Synopses & Reviews
How far do you really go to do unto others”? Renowned New Yorker journalist Larissa MacFarquhar reveals the individuals who devote themselves fully to bettering the lives of strangers, even when it comes at great personal cost
There are those of us who help and those who live to help. In Strangers Drowning, celebrated journalist Larissa MacFarquhar digs deep into the psychological roots and existential dilemmas motivating those rare individuals practicing lives of extreme ethical commitment. The donor who offers up her kidney to a complete stranger; the activist who abandons possessions to devote himself to the cause; the foster parent who adopts dozens of children: such do-gooders inspire us but also force us to question deep-seated notions about what it means to be human. How could these do-gooders value strangers as much as their own loved ones? What does it really take to live a life of extreme virtue? Might it mean making choices as heartbreaking as the one in the old philosophy problem: abandoning a single family member to drown so that two strangers might live?
Evocative, unprecedented, and profoundly moving, Strangers Drowning combines real-life stories of unimaginable selflessness along with deep meditations on the shocking implications of these ethical acts. How best to live in a world of suffering? How much can I afford to give, and should I give more? Am I responsible for other individuals, even at the expense of my friends and family? What am I entitled to as an individual, knowing that so many others lack so much? Exploring these questions gracefully, MacFarquhar grounds her philosophical inquiry in the lives of do-gooders ranging from central India to a desolate part of Baltimore, from the foster homes of Vermont to the suicide clinics of Japan. With admiration and a healthy skepticism, MacFarquhar shows that such individuals are far from perfect and their actions often explosively backfire. Yet in their courageous attempts to reach for a higher ideal, to rescue as many people as they possibly can, these do-gooders show us the deepest and strongest foundations of the human species.
What MacFarquhar ultimately reveals is that the difference between the do-gooder and the majority is simply one of perspective. The mind-set of the do-gooder can be compared with those living in wartime: where strangers become comrades, where heroism becomes expected, where above and beyond” suddenly becomes the altogether ordinary. Showing that the first step to changing the world is to simply change our own minds, MacFarquhar offers unforgettable insights that allow us to decisively examine our own convictions.
Elegant, provocative, and unforgettable, Strangers Drowning illuminates those remarkable few who know they are their brothers keeperand act on it.
Synopsis
What does it mean to devote yourself wholly to helping others? In Strangers Drowning, Larissa MacFarquhar seeks out people living lives of extreme ethical commitment and tells their deeply intimate stories; their stubborn integrity and their compromises; their bravery and their recklessness; their joys and defeats and wrenching dilemmas.
A couple adopts two children in distress. But then they think: If they can change two lives, why not four? Or ten? They adopt twenty. But how do they weigh the needs of unknown children in distress against the needs of the children they already have?
Another couple founds a leprosy colony in the wilderness in India, living in huts with no walls, knowing that their two small children may contract leprosy or be eaten by panthers. The children survive. But what if they hadn t? How would their parents risk have been judged?
A woman believes that if she spends money on herself, rather than donate it to buy life-saving medicine, then she s responsible for the deaths that result.

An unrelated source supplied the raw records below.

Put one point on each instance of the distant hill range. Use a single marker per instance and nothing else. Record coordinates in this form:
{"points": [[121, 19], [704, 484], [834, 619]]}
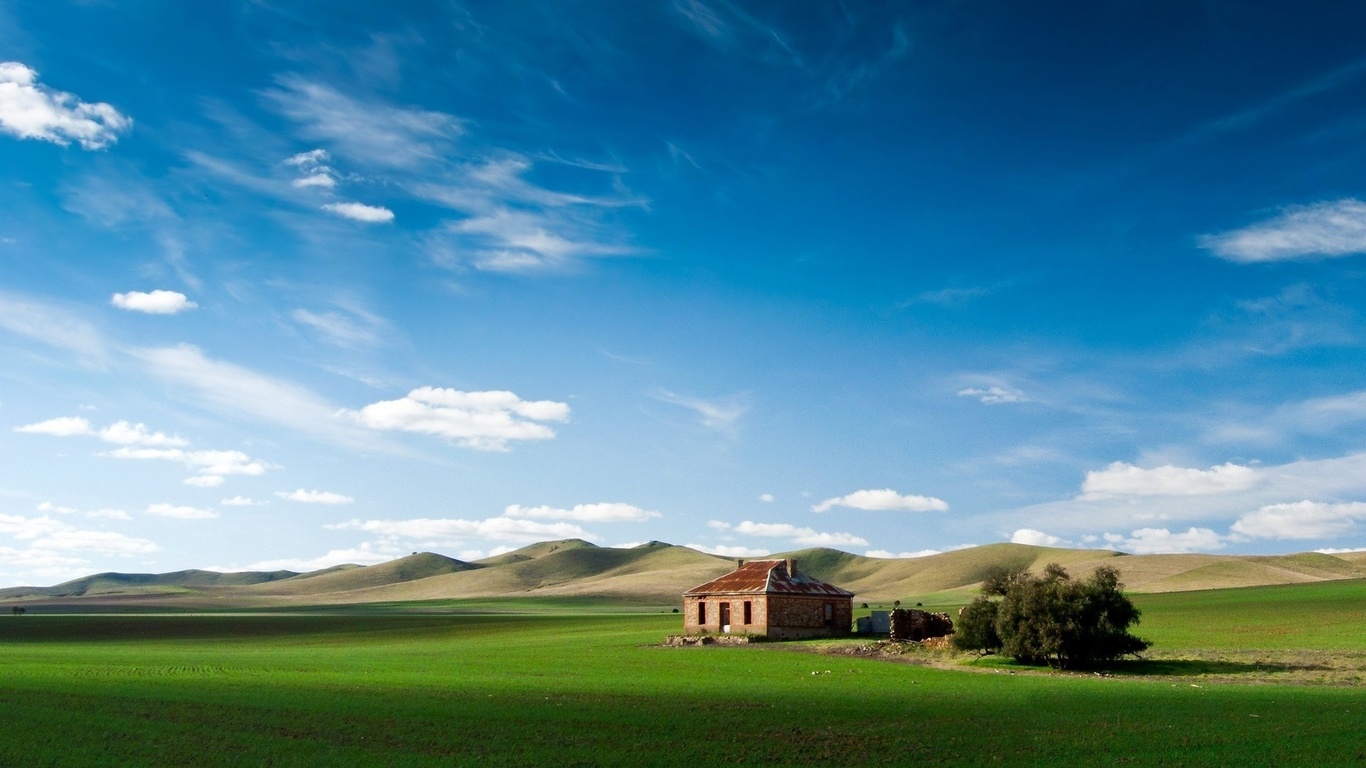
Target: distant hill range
{"points": [[657, 573]]}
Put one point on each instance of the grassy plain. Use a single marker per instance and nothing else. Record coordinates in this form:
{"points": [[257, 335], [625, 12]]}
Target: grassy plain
{"points": [[583, 686]]}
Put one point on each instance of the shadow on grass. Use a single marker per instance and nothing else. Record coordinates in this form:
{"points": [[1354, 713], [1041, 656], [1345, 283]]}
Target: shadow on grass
{"points": [[1200, 667]]}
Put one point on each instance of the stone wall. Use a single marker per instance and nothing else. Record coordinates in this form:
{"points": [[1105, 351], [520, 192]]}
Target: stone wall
{"points": [[772, 615], [758, 615], [914, 626]]}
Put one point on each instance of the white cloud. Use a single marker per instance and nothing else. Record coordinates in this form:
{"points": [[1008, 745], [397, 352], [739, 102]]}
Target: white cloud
{"points": [[119, 432], [467, 555], [313, 168], [1160, 540], [60, 427], [53, 535], [889, 555], [1123, 478], [993, 395], [1322, 230], [364, 555], [314, 496], [1301, 519], [361, 212], [205, 463], [180, 513], [127, 433], [33, 111], [1036, 539], [881, 500], [485, 421], [720, 416], [310, 159], [726, 551], [242, 502], [155, 302], [448, 529], [583, 513], [802, 536], [314, 181]]}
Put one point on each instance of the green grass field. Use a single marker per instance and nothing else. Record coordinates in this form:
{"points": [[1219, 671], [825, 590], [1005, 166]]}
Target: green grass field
{"points": [[579, 686]]}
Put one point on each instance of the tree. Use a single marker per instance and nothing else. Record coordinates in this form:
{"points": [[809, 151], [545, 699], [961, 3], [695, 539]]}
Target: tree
{"points": [[976, 629], [1051, 618]]}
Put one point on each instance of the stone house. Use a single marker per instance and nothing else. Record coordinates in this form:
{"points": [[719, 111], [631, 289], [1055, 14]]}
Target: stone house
{"points": [[768, 599]]}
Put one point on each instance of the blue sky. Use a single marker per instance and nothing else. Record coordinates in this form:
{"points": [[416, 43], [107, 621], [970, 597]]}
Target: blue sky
{"points": [[290, 284]]}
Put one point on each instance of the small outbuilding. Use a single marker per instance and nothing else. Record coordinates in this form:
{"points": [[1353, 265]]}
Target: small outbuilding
{"points": [[768, 599]]}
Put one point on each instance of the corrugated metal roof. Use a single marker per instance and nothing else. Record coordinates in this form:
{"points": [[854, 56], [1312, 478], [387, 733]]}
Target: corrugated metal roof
{"points": [[768, 577]]}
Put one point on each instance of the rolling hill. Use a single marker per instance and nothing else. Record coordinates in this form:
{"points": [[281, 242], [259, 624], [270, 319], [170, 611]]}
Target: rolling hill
{"points": [[657, 573]]}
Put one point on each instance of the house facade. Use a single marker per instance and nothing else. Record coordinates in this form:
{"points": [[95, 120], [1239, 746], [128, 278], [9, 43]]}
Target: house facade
{"points": [[769, 599]]}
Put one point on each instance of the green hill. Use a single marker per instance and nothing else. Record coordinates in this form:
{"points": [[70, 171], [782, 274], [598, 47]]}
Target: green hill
{"points": [[124, 584], [659, 573], [414, 567]]}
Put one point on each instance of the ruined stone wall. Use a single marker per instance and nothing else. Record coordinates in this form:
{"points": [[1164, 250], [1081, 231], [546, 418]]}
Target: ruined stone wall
{"points": [[914, 626]]}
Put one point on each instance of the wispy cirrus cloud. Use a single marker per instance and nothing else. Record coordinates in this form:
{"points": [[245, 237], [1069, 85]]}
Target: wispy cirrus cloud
{"points": [[137, 442], [53, 327], [506, 222], [346, 325], [1322, 230], [238, 390], [1272, 499], [797, 535], [365, 130], [720, 414], [33, 111], [456, 529], [47, 533]]}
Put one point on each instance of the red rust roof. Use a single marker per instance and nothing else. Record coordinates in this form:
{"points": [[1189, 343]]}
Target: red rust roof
{"points": [[768, 577]]}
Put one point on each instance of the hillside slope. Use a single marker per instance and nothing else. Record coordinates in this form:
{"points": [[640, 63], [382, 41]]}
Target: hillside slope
{"points": [[657, 573], [133, 584]]}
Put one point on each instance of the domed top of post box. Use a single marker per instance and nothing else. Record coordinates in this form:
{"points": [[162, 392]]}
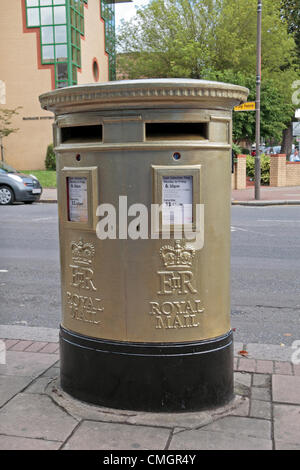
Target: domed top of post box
{"points": [[152, 93]]}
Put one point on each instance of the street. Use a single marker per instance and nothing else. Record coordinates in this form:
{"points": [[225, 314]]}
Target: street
{"points": [[265, 270]]}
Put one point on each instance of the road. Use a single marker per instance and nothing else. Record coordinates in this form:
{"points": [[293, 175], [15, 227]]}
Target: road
{"points": [[265, 270]]}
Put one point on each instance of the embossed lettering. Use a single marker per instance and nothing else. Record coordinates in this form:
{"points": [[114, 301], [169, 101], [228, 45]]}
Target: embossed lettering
{"points": [[176, 282], [82, 277]]}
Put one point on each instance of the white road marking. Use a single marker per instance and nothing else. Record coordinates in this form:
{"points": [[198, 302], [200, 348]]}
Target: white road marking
{"points": [[278, 221]]}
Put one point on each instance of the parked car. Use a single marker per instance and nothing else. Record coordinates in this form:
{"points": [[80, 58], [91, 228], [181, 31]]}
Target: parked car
{"points": [[18, 187]]}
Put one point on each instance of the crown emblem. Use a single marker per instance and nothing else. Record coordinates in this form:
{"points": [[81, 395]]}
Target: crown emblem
{"points": [[82, 253], [178, 256]]}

She lives on a fraction of her income, but wonders: when is compromise self-indulgence and when is it essential?
We honor such generosity and high ideals; but when we call people do-gooders there is skepticism in it, even hostility. Why do moral people make us uneasy? Between her stories, MacFarquhar threads a lively history of the literature, philosophy, social science, and self-help that have contributed to a deep suspicion of do-gooders in Western culture.
Through its sympathetic and beautifully vivid storytelling, Strangers Drowning confronts us with fundamental questions about what it means to be human. In a world of strangers drowning in need, how much should we help, and how much can we help? Is it right to care for strangers even at the expense of those we are closest to? Moving and provocative, Strangers Drowning challenges us to think about what we value most, and why.
From the Hardcover edition."
About the Author
LARISSA MACFARQUHAR has been a staff writer at
The New Yorker since 1998. Her subjects have included John Ashbery, Barack Obama, and Noam Chomsky, among many others. Before joining the magazine, she was a senior editor at
Lingua Franca and an advisory editor at
The Paris Review. She lives in New York.